The third room, biggest of the three, clearly belonged to Michael Lacey. The bed was unmade, the sheets tangled, one of the pillows on the floor. There was some grey scummy coffee on a scarred bedside table next to a copy of Vasari’s Lives of the Artists, and a packet of Gitanes. The acrid smell of the cigarettes hung in the air, mingled with the smell of stale sweat. The only chair was decorated with a shirt and a grubby pair of Y fronts. Sergeant Troy, ‘clean from the skin out every day’ as his wife was wont to boast in their local laundrette, turned up his nose and sniffed.
‘A bit careless,’ he said as they re-entered the hall, ‘leaving the door unlocked.’
‘Oh I don’t know.’ Barnaby opened it a fraction and checked the view, then stepped out. ‘The only room where there might be anything worth pinching was secured.’
‘Great works of art d’you mean?’ jeered Troy as they walked back towards the hedge.
‘I was thinking of canvases - they cost a hell of a lot. So do paints. Or of course he might be doing a Keating.’
‘Come again, sir?’
‘Tom Keating. A very successful forger.’
‘Well whatever he’s doing he’s not successful. I’ve seen families on the Social living better. Didn’t even have a telly.’
‘And you can’t sink much lower than that.’

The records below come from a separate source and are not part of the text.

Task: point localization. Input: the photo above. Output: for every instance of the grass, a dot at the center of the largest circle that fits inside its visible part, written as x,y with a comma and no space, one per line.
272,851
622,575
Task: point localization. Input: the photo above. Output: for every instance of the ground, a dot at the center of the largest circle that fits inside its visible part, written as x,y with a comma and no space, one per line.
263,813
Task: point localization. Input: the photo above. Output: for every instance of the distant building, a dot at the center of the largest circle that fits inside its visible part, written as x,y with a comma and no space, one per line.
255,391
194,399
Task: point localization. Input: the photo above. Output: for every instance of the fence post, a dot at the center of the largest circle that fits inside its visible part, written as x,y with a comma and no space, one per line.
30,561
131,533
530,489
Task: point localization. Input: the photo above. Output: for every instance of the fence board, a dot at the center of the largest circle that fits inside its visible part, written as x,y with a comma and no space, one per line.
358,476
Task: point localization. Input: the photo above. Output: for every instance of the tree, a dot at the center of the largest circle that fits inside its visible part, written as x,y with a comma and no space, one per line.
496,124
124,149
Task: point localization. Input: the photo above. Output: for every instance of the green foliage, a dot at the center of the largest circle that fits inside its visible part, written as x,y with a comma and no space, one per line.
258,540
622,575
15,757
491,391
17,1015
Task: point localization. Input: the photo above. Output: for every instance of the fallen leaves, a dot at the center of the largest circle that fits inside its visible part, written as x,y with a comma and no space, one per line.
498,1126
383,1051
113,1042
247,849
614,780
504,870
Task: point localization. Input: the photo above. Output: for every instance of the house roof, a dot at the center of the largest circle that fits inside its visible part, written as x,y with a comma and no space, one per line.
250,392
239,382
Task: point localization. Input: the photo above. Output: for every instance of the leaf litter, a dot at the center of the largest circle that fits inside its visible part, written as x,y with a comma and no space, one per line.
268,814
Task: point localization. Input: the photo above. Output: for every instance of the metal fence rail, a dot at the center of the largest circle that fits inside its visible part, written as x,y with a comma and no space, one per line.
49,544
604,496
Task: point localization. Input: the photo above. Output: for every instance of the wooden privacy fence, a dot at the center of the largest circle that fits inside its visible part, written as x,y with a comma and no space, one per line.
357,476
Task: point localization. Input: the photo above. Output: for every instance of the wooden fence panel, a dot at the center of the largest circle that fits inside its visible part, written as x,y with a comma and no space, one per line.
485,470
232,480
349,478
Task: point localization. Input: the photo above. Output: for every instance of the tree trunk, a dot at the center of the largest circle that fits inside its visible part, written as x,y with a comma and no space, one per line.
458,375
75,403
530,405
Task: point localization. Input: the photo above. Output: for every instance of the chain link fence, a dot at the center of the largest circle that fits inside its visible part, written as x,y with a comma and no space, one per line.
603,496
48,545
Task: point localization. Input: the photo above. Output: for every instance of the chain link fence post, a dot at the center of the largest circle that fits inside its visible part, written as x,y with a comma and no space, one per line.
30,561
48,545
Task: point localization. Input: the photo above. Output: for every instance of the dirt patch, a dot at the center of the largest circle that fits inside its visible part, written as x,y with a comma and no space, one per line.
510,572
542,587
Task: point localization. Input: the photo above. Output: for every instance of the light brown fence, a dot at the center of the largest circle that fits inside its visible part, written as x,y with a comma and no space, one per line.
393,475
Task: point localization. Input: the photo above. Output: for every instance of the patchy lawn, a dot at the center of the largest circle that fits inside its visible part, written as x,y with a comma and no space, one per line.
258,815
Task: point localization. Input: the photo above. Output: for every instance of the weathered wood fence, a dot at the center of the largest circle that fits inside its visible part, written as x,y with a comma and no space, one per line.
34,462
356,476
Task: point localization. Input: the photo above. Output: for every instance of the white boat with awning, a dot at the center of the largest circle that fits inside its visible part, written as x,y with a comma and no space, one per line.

Troy looked at his chief suspiciously as they walked on but Barnaby’s expression remained bland. As they came to the junction of Church Lane and the Street several more police cars arrived. The crowd, now swelled by the return of the local work force, was being urged to move along or go home. Barnaby wondered how long it would be before the nationals got hold of the story. There was a rustle of speculation as the two men appeared, a rustle that became a loud hum as Barnaby and Troy turned into the Lessiters’ driveway. The fact that everyone in the village would shortly be questioned was, even if it had been known, supremely irrelevant. It was the Lessiters whom the police were visiting. The Lessiters who were, in some way as yet unrevealed, connected with the crime.
As Barnaby stood once again beneath the Madame le Coultre and looked through the window he, once again, saw Barbara Lessiter. This time far from looking afraid and shaken she had taken a combative stance. He could not see her face but her shoulders had a martial set and her hands were clenched into angry fists. He heard Lessiter shout, ‘You sang a different tune in bed last night.’
‘That was last night.’ She tossed her head as she yelled her rejoinder and Barnaby caught a glimpse of her tight angry profile. Troy raised sandy eyebrows, muttered, ‘Naughty naughty.’ He rang the bell.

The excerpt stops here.